Par discrétion, Jennifer n'osa pas poser de questions.
- Moi, j'men va voir ma tante à Québec. J'ai crissé mon camp parce qu'ils voulaient m'envoyer en Centre jeunesse. Pour la troisième fois. Pis y sont pas près de me r'voir là-bas. Tout ça parce que j'ai traité ma prof de grosse crisse de folle! Pas la prof de français hein, la prof de maths! Sti qu'èm gossait! Moi j'haïs ça l'école, j'y peux rien. Fait qu'y passent leur temps à me renvoyer de l'école et à  m'envoyer en Centre jeunesse. Y'ont dit que j'suis TDAH, trouble d'opposition et asperger... Criss, ça m'dérange pas mais y'ont qu'à m'laisser à la maison! Quand j'suis tranquille à la maison, j'fais des casse-tête de 5000 pièces et pis du tricot, j'mennuie pas. J'prépare le repas pour papa aussi quand y rentre tard. Mais là, ils arrêtent pas de le convoquer pour lui dire comme j'suis une crisse de folle et comme j'ai traité ma prof et qu'il est un père incompétent. Mais lui, il a pas que ça à faire, parce que quand il vient à ces rendez-vous, il perd une journée de travail à chaque fois.

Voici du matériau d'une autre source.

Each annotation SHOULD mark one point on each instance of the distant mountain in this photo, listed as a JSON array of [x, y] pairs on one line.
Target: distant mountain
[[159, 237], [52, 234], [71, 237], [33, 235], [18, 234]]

Fais que j'en vas chez ma tante.
- Tu t'entends bien avec ta tante?
- Ouais, ça va...
Elles terminèrent le trajet en somnolant avec un écouteur chacun dans les oreilles.
Avant de se séparer, elles allèrent partager une cigarette d'herbe dans un coin discret derrière la gare routière.